13,065 Russian nationals have crossed the border of North Karelia between Russia and Finland in the month of September, which means that the number of Russians crossing the border increased by approximately 40 per cent compared to the same month in 2020.
At the same time, 3,278 Finnish nationals have crossed the border this September, compared to 768 Finns who crossed the border in September last year, SchengenVisaInfo.com reports.
According to the Finnish Border Guard (RAJA), while Russians accounted for 77.5 per cent of the total border crossers in September at the border of North Karelia, Finns accounted for 19.5 per cent, and the remaining three per cent (524) were citizens of other countries.
“The increase in traffic is explained by changes in travel restrictions,” the Border Guard claims in a press release issued on October 1, while also noting that there have been no unauthorised border crossings detected in this period.
However, the North Karelian Border Guard issued three fines and one reprimand last month after detecting one state border offence, two minor state border offences, as well as one possession of a cybercrime instrument and one alien offence.
Currently, travel from Russia to Finland is only permitted to those who have been fully vaccinated against COVID-19 with one of the vaccines approved by the European Medicines Agency (EMA).

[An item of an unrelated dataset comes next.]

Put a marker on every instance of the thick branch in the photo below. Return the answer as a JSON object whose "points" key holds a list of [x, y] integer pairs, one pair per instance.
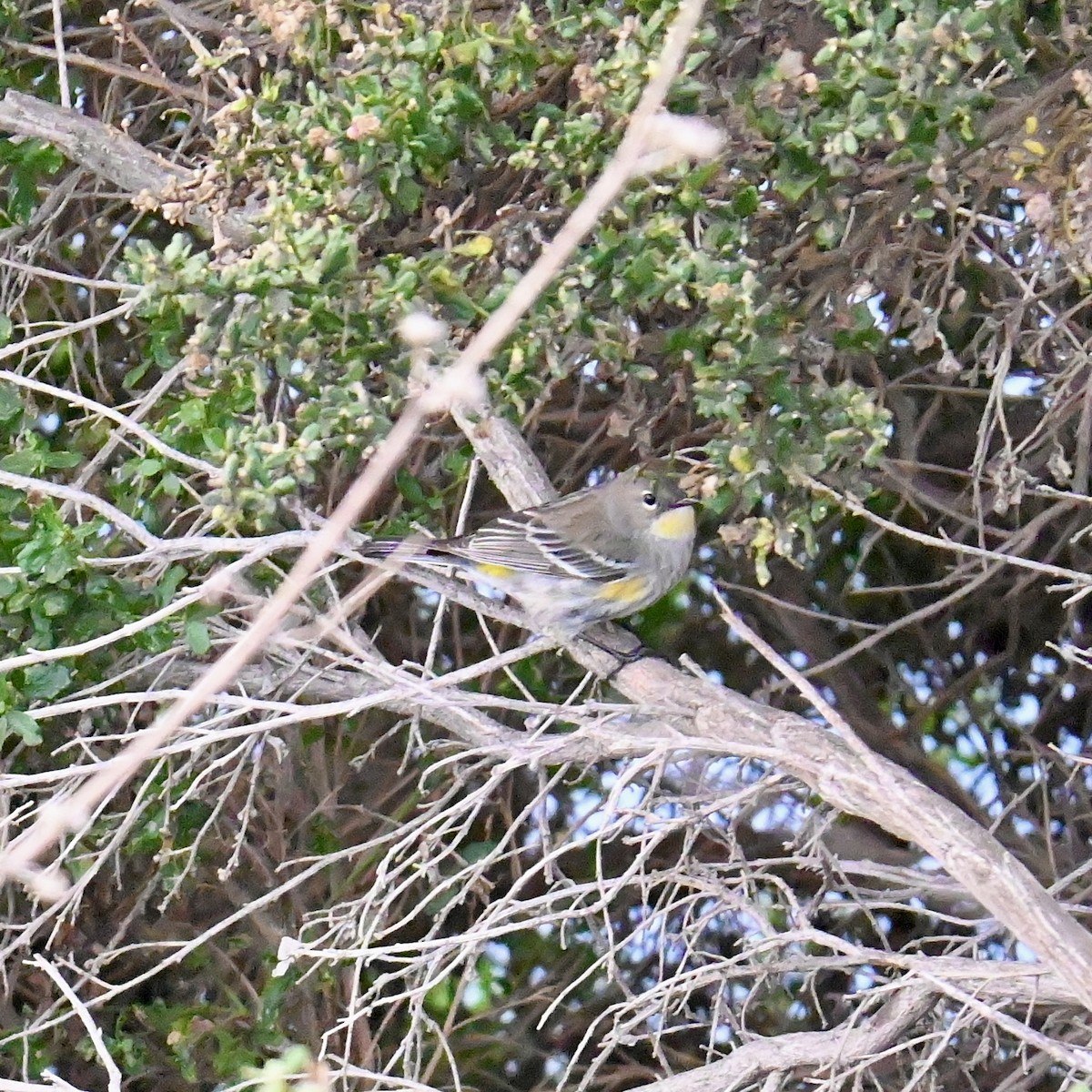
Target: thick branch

Yet, since the majority of Russians have been vaccinated with the Sputnik V vaccine, which hasn’t been approved by the EMA yet, it means that mainly only Russians travelling to Finland for essential purposes are permitted to enter the country.
According to the current entry rules, the following persons can enter Finland from Russia:
- Those reaching the country for work that is significant for the functioning of society or supply security
- Health care and rescue service personnel
- Elderly care professionals during assignments
- Transport and logistics personnel in their duty
- Diplomats, staff of international organisations, humanitarian aid workers and military personnel in the exercise of their duties
- Government representatives participating in international negotiations
- Those engaged in work for international NGOs
- Humanitarian reasons
- Compelling family issues
In mid-September, the Finnish Ministry of Foreign Affairs had announced that visa application centres would reopen in Russia sometime in October for business visa applications of applicants whose multiple-entry Schengen Visa, which has been issued by Finland and valid for at least two years, has expired.
Applications for other special customer groups that have been approved so far will also continue to be accepted by visa centres of Finland.